24 April, 2012

Squigglings of a cold, rainy day

In the empty book, inkings squiggle
growing, curling, filling.
Pick of white in lines of grey
pictures billowing, milling.
Open wide are the empty spaces
wriggling 'round the lengthy laces.
Red on blue and red on black
Red on white a glaring track.

With a rip pull out the old,
Then to tip, write title bold.

I feel like a story. Do you? What shall we write today?
Atmosphere and mystery? Description vs action?
What shall we write today?
I know.
Try this on for size.

From frigid clouds, rain fell. Blustering wind made instant icicles on the dripping leaves. Birds shivered and huddled together in the bushes for warmth. The ground was mushy and every footstep squelched water out from the mud beneath the crushed grass, making it pour over the tops of well-worn shoes. He couldn't even feel his toes anymore.

In short, to say that it was cold was an understatement. An understatement as far-fetched as a small ant saying an elephant was big. Just like when the trader had told Angus that the coat was a weather-proof. All it was really doing at the moment was impeding his movement and weighing him down. It didn't even cut out the wind. Weather-proof his smelly, muddy sodden socks.

Miserable. That was the word. Miserable. And misery trickled down the back of his neck into his shirt in the form of a particularly cold stream of water. The trees were no shelter on a day like this and with this type of cutting wind, hills were no wind breaker. The air's blustery flights of watery fancy were just as likely to grow in strength when it swerved around the edge of a hill.

Angus pulled a numb hand from a pocket and twitched his nose at the wrinkly skin that made him feel like a prune and reminded him of the time when he was little, he'd been left in the bath tub and forgotten for quite some time. At least the bath had been warm. Angus couldn't even recall what the definition of warmth was right now and his teeth were chattering so loudly that he wasn't sure whether they were trying to talk to him or were determined to chew upon his tongue if he tried to talk. The only positive thing Angus could think of at the moment was the satisfying squelching noise his shoes made every time he picked his foot up or placed it down. The downside of that was when the mud was feeling particularly hungry and tried to keep his shoe to suck on, it made him stick an already mud-soaked foot into even more slimy mud. A gloomy thought laughed in his mind.
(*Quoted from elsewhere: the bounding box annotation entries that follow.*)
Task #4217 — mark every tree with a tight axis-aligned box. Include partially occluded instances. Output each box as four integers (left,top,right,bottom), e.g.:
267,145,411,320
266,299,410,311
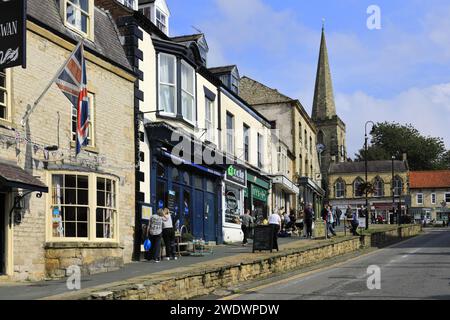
356,122,450,170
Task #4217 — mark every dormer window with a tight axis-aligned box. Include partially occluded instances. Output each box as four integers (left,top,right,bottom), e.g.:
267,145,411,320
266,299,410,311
60,0,94,39
156,8,168,34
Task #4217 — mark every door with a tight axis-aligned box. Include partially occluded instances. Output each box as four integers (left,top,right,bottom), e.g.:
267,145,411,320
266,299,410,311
193,190,205,240
204,193,217,242
0,193,7,275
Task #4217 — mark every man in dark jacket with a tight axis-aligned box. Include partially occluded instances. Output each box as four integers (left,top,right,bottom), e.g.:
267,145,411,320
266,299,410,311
305,203,314,239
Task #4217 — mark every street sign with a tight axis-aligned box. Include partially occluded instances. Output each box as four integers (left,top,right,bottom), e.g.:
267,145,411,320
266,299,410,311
0,0,27,70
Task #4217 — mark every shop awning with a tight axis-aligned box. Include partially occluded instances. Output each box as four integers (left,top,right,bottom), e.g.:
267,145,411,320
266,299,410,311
0,163,48,193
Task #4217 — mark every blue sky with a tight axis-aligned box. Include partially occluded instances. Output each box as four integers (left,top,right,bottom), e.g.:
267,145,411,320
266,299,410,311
167,0,450,156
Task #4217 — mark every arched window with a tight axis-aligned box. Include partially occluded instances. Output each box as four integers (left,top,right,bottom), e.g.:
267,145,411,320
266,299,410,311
373,177,384,197
353,178,364,198
393,176,403,197
317,130,325,145
334,179,345,198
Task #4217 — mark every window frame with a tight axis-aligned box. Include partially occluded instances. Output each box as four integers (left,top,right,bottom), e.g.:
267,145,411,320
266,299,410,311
157,52,179,118
155,7,169,35
0,69,12,123
226,112,236,155
179,60,197,126
416,193,425,206
61,0,95,40
242,123,251,162
45,170,120,244
205,97,216,143
334,179,346,199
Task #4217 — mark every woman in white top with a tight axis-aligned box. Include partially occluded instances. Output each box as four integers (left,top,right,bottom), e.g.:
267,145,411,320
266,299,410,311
269,213,281,251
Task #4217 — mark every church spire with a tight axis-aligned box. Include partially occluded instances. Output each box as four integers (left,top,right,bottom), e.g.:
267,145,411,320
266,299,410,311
312,25,336,120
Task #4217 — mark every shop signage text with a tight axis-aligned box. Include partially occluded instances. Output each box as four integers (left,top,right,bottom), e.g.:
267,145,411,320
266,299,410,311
226,165,247,187
0,0,26,69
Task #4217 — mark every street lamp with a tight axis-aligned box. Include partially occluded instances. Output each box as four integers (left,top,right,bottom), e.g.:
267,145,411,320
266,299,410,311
364,121,375,230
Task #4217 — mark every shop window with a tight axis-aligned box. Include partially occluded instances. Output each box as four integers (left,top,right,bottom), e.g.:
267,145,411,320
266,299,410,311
156,162,166,178
335,180,345,198
51,174,117,239
96,178,117,239
206,180,216,193
194,176,203,190
172,168,180,182
373,177,384,197
353,178,364,198
0,70,10,120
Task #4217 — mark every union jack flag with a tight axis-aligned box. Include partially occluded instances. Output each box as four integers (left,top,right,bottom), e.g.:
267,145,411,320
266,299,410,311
56,43,89,155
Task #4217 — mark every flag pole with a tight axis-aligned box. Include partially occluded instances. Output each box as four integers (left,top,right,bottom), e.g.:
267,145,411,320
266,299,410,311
20,40,83,127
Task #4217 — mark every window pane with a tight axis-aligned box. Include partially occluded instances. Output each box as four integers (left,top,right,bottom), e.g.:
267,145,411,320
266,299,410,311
159,84,175,113
159,54,175,85
64,207,77,221
64,189,77,205
181,92,194,121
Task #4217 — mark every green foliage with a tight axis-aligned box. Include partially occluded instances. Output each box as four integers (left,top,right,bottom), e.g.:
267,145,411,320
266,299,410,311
356,122,450,170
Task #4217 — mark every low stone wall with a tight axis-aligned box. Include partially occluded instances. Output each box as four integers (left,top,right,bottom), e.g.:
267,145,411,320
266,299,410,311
361,225,422,248
81,237,361,300
45,243,124,279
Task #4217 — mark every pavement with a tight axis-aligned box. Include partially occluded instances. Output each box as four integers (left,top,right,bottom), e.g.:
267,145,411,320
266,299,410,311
221,229,450,300
0,237,325,300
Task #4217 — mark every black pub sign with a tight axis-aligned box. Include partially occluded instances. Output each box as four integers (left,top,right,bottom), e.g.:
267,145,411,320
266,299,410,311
0,0,26,69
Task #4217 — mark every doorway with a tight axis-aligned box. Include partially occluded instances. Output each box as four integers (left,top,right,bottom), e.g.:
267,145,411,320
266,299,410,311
0,193,7,275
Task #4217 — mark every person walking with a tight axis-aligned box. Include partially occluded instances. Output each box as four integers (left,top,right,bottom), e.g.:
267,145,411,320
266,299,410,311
240,210,254,246
269,213,281,251
162,208,177,260
351,211,359,236
304,203,314,239
148,209,164,263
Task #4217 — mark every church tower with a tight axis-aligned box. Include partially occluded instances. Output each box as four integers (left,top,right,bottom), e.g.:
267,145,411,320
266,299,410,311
312,27,347,190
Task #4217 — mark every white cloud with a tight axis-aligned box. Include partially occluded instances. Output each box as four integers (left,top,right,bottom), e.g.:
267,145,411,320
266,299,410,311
336,83,450,156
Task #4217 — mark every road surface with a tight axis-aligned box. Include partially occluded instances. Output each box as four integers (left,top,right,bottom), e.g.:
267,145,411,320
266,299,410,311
229,229,450,300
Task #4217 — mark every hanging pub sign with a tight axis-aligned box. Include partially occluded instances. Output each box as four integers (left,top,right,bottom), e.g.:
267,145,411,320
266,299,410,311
0,0,26,70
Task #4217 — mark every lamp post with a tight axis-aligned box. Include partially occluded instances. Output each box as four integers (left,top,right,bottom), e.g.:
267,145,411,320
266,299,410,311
364,121,375,230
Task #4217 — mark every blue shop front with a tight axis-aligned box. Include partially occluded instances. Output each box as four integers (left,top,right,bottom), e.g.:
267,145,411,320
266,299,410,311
147,124,225,243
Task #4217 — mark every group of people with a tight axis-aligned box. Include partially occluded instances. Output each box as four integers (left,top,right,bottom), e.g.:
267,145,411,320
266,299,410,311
146,208,177,263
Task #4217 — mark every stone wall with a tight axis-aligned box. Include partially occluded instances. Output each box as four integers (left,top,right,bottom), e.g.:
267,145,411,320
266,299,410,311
82,237,360,300
0,26,135,281
361,225,422,248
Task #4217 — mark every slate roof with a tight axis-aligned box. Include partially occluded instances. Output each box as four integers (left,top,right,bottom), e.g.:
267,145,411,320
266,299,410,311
410,170,450,189
27,0,132,71
208,65,237,74
170,33,203,43
239,77,294,105
0,162,48,192
329,160,408,174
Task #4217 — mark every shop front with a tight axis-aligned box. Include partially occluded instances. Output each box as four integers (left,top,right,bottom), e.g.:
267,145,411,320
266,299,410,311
244,172,271,223
223,164,247,243
147,124,224,243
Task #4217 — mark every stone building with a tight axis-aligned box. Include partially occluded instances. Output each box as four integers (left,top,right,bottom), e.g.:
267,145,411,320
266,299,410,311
0,0,135,280
409,170,450,222
240,77,325,219
327,160,409,222
98,0,271,245
312,28,347,188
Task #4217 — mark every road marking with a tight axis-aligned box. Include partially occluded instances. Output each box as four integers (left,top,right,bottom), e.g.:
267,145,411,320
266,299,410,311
218,235,421,301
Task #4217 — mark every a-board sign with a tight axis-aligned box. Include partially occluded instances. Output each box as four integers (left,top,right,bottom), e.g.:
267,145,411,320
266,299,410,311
253,226,274,253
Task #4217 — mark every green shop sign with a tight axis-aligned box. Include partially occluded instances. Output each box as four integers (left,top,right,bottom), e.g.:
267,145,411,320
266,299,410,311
244,185,269,202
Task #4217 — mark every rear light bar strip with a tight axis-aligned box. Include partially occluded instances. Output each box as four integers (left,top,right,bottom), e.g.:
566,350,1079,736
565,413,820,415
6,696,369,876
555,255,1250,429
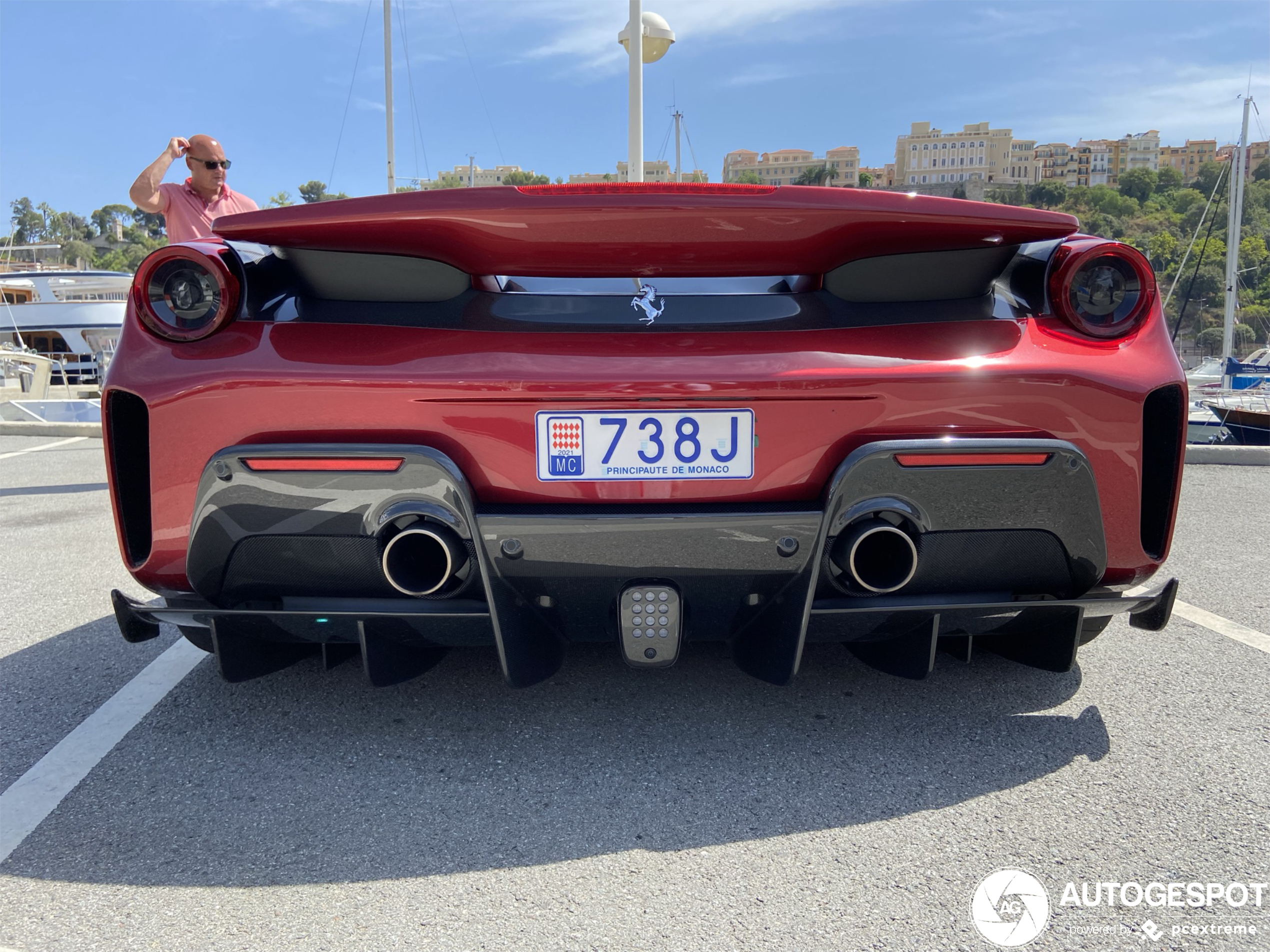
242,456,405,472
896,452,1050,466
516,181,776,195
"At least something is still amusing you, peabrain."

Great. Now he was talking to himself. By the time he got home, he would be stark, raving mad and probably end up tearing his clothes off and running down the street shrieking, "EUREKA!" And that would be because he had actually found a way out of these hills and re-discovered the existence of his questionably warm house. Half the neighbours would shake their heads. The other half would begin to make the rounds to call up enough men to chase this insane, wild man covered in mud back into the hills; whereupon he'd be back to square one.

Yep. That could happen.

Or by the time he got home, he'd be such a mudball that people would mistake him for a hungry bear that was trying to break into a house. The women would shriek and scream. The children would hide in the cupboards and the men would stick him with all manner of spears, pitchforks, arrows and lastly cut off his head before they realised that his ears weren't high up enough on his head and that he has no hair on his face.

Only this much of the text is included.